Doing a slow spin in the pool on my (neighbor's - thank you, David) most excellent raft while I listen to Chris Botti play "Time to Say Goodbye."

Living well is the best revenge

Living well is the best revenge (George Herbert)
I grew up in a game-playing family, and one of our favorites was a game called “Mille Bornes” (pronounced Meel Born). It is a unique card game that mimics a road race. Each player or team tries to be the first to accomplish 1000 miles or, in French, mille bornes. Accumulating mileage cards up to 1000 points would quickly grow monotonous if not for the extra excitement in the way of hazards a player can throw at one’s competition to slow them down, such as a red light, a speed limit, an empty gas tank, a flat tire, or a traffic accident. Corresponding safety cards are also included, only four per deck: Right-of-Way (which makes you impermeable to red lights and speed limits), Extra Tank (which ensures you never run out of gas), Puncture-proof Tire (enough said), and Driving Ace (the ultimate in defensive driving). Then, and here’s where it gets really exciting, they (those crafty game designers) added the coup fourré (pronounced coo foo-ray). 
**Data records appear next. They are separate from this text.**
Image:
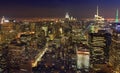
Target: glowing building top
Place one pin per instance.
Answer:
(67, 16)
(3, 20)
(98, 18)
(117, 16)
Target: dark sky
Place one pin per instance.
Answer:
(58, 8)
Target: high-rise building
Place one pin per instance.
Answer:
(99, 49)
(115, 52)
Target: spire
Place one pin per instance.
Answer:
(117, 20)
(67, 15)
(97, 11)
(2, 20)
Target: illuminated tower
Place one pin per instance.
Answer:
(2, 20)
(97, 11)
(67, 16)
(98, 18)
(117, 19)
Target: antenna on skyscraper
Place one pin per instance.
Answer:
(117, 16)
(97, 10)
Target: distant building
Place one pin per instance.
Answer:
(99, 48)
(115, 52)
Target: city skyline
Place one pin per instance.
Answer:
(58, 8)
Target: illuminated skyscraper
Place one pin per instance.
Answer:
(67, 16)
(99, 49)
(117, 16)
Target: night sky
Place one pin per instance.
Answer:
(58, 8)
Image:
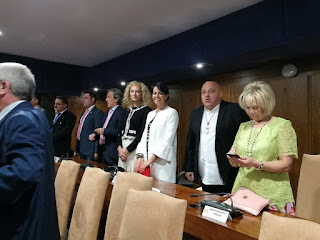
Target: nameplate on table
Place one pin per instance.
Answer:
(156, 190)
(215, 214)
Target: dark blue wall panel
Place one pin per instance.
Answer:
(302, 18)
(51, 77)
(247, 30)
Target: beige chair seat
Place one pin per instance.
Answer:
(124, 182)
(285, 228)
(64, 186)
(88, 206)
(152, 215)
(308, 194)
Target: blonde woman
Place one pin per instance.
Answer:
(267, 146)
(136, 100)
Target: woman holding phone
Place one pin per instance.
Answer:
(266, 146)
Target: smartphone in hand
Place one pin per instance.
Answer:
(234, 155)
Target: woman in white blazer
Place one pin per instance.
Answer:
(158, 145)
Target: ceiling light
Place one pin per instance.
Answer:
(199, 65)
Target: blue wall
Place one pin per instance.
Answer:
(272, 29)
(52, 77)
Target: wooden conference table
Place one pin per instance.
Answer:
(246, 227)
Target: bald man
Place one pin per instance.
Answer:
(212, 130)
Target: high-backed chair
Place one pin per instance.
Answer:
(152, 215)
(308, 194)
(88, 206)
(284, 228)
(64, 186)
(124, 182)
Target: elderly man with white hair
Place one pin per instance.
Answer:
(27, 197)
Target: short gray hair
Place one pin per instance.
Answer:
(117, 94)
(20, 78)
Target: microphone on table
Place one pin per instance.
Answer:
(205, 194)
(216, 204)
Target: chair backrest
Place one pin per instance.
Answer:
(152, 215)
(88, 206)
(124, 182)
(308, 195)
(64, 186)
(286, 228)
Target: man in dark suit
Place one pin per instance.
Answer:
(61, 124)
(90, 119)
(212, 130)
(27, 197)
(107, 135)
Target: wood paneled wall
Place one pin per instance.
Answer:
(297, 100)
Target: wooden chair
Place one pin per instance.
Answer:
(124, 182)
(285, 228)
(152, 215)
(64, 186)
(308, 194)
(88, 206)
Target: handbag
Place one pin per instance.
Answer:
(248, 201)
(146, 171)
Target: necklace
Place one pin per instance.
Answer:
(206, 131)
(249, 150)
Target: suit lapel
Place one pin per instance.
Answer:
(220, 116)
(198, 121)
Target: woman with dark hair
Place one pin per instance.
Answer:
(136, 100)
(158, 145)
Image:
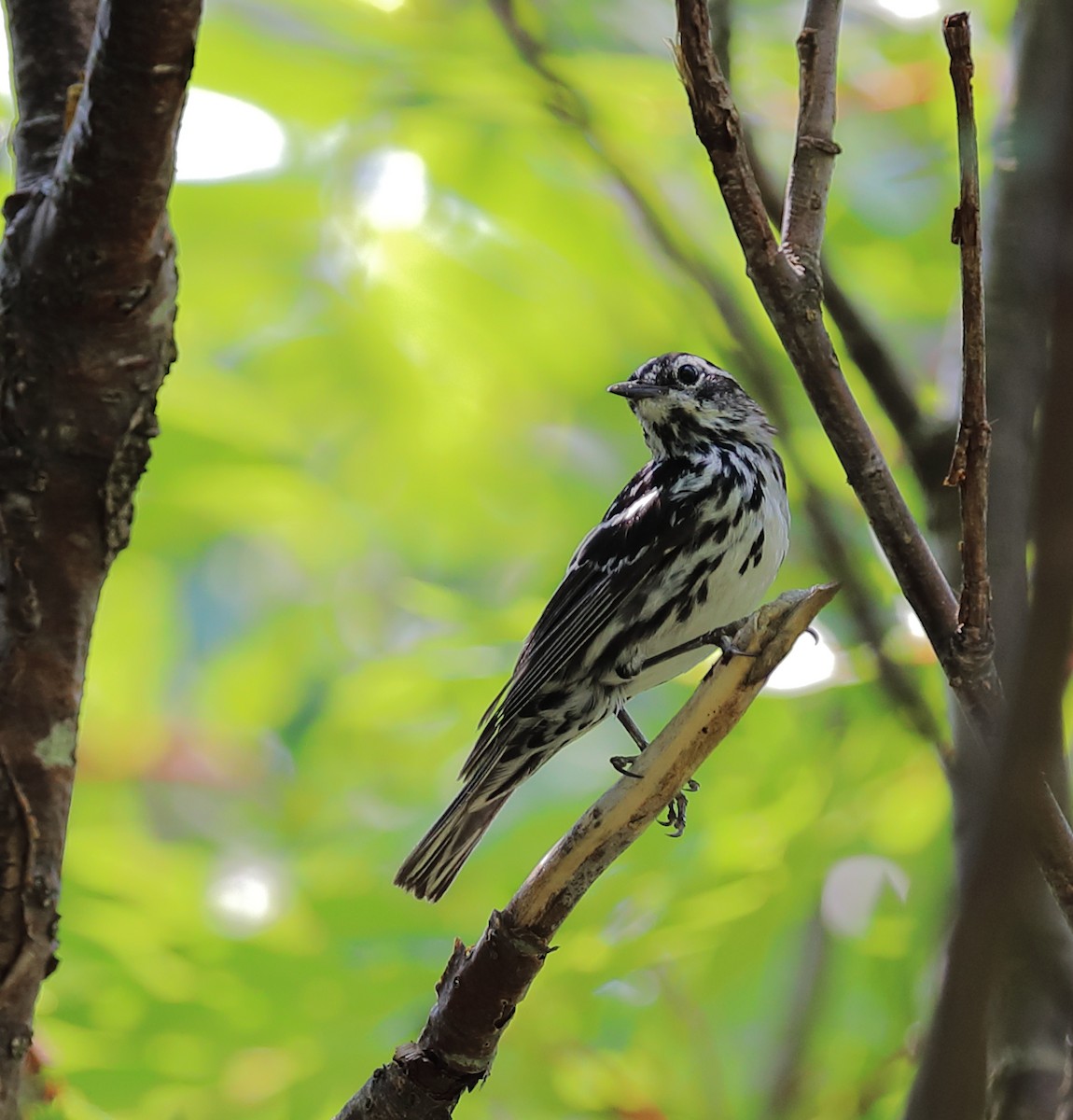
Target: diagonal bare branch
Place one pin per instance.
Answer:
(117, 161)
(481, 987)
(569, 105)
(815, 148)
(968, 468)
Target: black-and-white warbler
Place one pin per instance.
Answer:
(690, 544)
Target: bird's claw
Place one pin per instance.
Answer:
(676, 816)
(724, 642)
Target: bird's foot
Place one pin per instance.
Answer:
(676, 815)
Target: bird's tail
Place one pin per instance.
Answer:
(432, 865)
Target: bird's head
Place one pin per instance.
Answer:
(686, 403)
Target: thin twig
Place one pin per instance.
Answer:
(968, 468)
(49, 43)
(481, 987)
(815, 149)
(117, 161)
(793, 308)
(631, 805)
(927, 441)
(1018, 807)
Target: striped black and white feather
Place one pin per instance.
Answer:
(690, 544)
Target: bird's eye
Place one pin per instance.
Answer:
(688, 374)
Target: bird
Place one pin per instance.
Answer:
(690, 546)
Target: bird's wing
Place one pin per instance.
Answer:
(612, 564)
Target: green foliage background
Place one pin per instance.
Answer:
(378, 452)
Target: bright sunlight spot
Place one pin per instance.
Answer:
(910, 9)
(853, 889)
(395, 190)
(809, 665)
(222, 138)
(244, 899)
(5, 63)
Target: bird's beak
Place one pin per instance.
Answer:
(636, 390)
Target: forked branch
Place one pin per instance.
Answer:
(815, 150)
(793, 306)
(968, 469)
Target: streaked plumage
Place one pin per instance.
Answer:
(690, 544)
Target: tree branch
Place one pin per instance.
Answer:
(793, 307)
(481, 987)
(968, 468)
(926, 440)
(815, 150)
(49, 44)
(954, 1070)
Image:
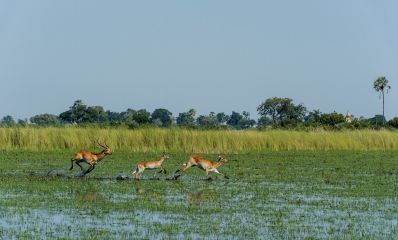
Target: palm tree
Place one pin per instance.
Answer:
(379, 85)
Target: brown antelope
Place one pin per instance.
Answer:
(90, 158)
(203, 164)
(152, 165)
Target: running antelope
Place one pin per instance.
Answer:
(203, 164)
(90, 158)
(152, 165)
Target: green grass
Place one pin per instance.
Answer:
(271, 195)
(175, 139)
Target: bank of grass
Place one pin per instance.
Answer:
(175, 139)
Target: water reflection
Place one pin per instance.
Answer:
(203, 197)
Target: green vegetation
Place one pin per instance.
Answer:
(177, 139)
(271, 195)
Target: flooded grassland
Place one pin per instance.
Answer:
(285, 194)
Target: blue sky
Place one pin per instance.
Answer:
(219, 56)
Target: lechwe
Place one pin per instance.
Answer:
(90, 158)
(203, 164)
(152, 165)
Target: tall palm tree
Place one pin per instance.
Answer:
(379, 85)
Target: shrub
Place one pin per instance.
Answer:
(393, 122)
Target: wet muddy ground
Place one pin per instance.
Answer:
(297, 194)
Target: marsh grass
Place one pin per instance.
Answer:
(175, 139)
(271, 195)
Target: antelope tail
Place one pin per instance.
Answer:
(180, 168)
(132, 173)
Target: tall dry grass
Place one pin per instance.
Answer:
(195, 141)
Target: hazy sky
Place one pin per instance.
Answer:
(219, 56)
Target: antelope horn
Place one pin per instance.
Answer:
(100, 144)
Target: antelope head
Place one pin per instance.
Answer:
(165, 156)
(107, 149)
(222, 159)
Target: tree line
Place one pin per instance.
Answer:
(275, 113)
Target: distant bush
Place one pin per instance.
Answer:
(333, 119)
(393, 122)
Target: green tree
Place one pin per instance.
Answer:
(296, 112)
(187, 117)
(380, 84)
(234, 119)
(144, 111)
(141, 118)
(221, 117)
(275, 107)
(164, 116)
(264, 121)
(7, 120)
(127, 115)
(207, 120)
(393, 122)
(76, 113)
(44, 119)
(332, 119)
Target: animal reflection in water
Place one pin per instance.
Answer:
(203, 197)
(89, 197)
(147, 193)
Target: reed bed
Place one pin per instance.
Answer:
(175, 139)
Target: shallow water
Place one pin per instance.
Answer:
(286, 196)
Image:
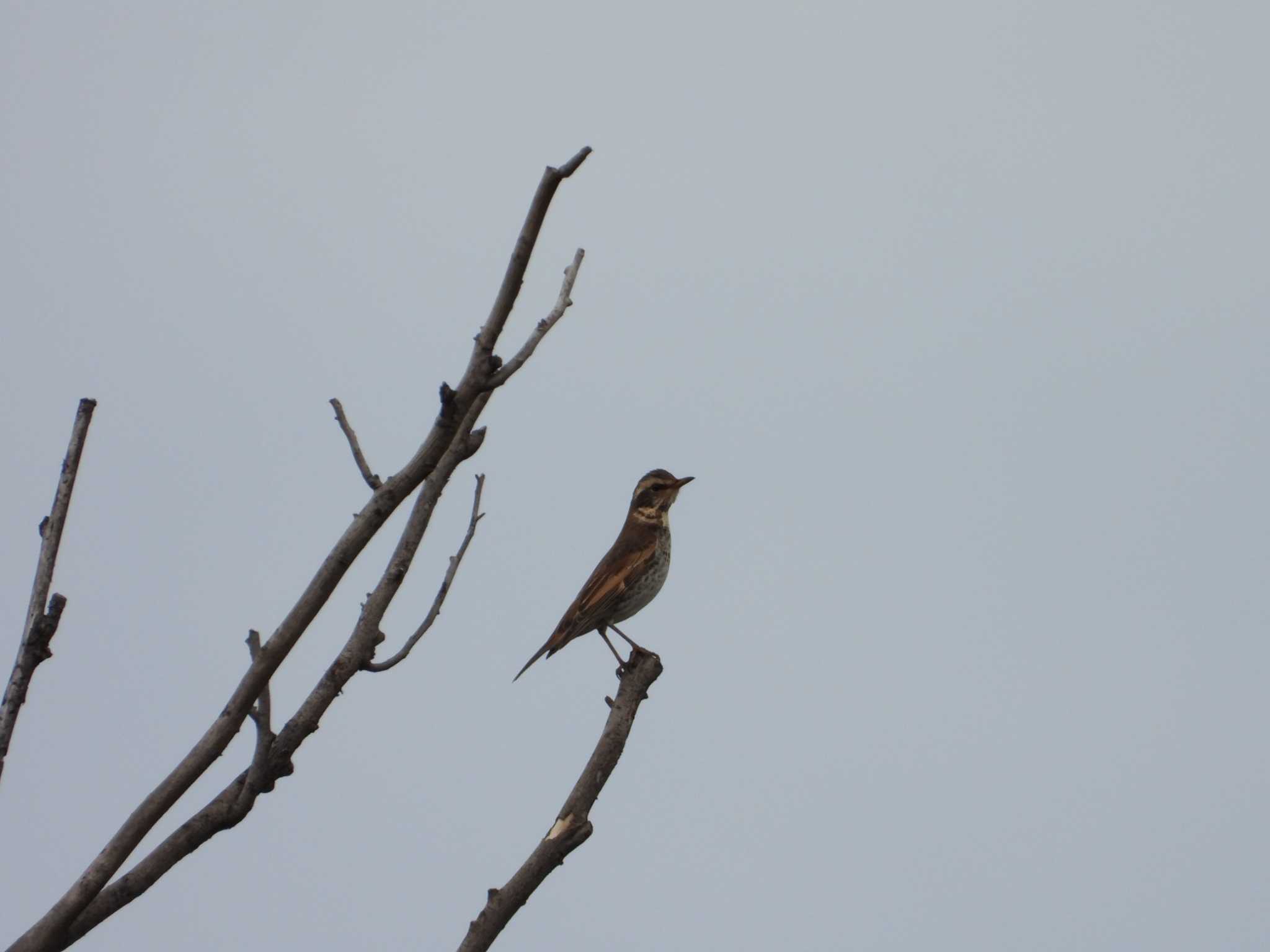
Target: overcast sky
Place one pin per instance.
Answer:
(958, 312)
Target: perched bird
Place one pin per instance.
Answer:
(630, 574)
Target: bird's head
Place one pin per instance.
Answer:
(654, 494)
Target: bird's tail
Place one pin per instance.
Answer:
(545, 649)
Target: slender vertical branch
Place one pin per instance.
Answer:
(455, 560)
(572, 827)
(42, 625)
(453, 438)
(362, 466)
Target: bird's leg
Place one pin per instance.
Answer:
(644, 650)
(621, 664)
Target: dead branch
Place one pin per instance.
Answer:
(373, 480)
(451, 439)
(442, 592)
(41, 626)
(572, 827)
(254, 781)
(563, 302)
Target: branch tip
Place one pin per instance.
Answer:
(373, 480)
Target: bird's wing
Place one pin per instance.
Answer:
(623, 563)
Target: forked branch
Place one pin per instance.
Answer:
(540, 330)
(42, 625)
(373, 480)
(572, 827)
(453, 438)
(442, 592)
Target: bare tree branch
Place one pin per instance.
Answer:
(41, 626)
(563, 302)
(442, 592)
(451, 439)
(572, 827)
(228, 808)
(371, 479)
(265, 736)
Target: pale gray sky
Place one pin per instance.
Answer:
(957, 312)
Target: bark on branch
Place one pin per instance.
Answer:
(442, 592)
(572, 827)
(42, 625)
(453, 438)
(373, 480)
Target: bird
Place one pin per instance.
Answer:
(629, 575)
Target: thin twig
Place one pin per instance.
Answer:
(228, 808)
(265, 736)
(373, 480)
(42, 625)
(572, 827)
(89, 899)
(441, 593)
(571, 275)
The words alone are magic. (As an eight-year-old, I was throwing this phrase around like I spoke French fluently.) When a player draws one of these superhuman safety cards, she has the option of not playing it on the table right away. It can be played immediately to prevent ever having to deal with such a hazard in the future or, more strategically, retained in the hand until an opponent unwittingly throws the corresponding hazard on you. Not only does the owner of the safety card get to shout “Coup fourré!” and disrupt the normal flow of the game by playing out of turn, but also play the card horizontally (as opposed to the non-coup fourré way of playing it vertically), remove the offending hazard while rendering herself forever impermeable to it, AND take an extra turn. The coup fourré is the highlight of the game, and adds beaucoup de points to your score  when tallied at the end.
Originally coup fourré was a fencing term used to describe a fencer fending off an opponent’s attack AND counter-thrusting in the same maneuver - a twofer. I’m not sure if it’s a phrase commonly used in the French language today to describe any act of recovering from a blow by bestowing a bigger (or at least more satisfying) blow on your adversary, but that’s what it came to mean in Mille Bornes. Right back at ya, buddy!
My husband and I were making the thousand-mile journey (coincidence? I think not) from Connecticut, where we had just closed out one chapter of our lives, to Florida, where the next one was to begin. On the three-day journey we had lots of time to reflect on the happenings of the past year. My husband’s job had been eliminated, we chose to adjust to our new financial situation by selling our house and boat in Connecticut and moving to Florida to eliminate a mortgage and unnecessarily high property taxes, and my boss had arranged for me to move my job to Florida. I would be working out of our home. I was feeling pretty good about the turn our lives had taken, and I told my husband as much. He gave me a fist bump and said, “Good for you!” only I misunderstood him and thought he said, “Coup fourré!”, a term I hadn’t heard in years. The return of this nostalgic phrase with all its delightful connotations was as serendipitous as our new life. 
Our move to Florida was the coup fourré of a lifetime. Sometimes what seems like just an attempt to keep your head above water can be the perfect counter-thrust. Right back at ya, buddy!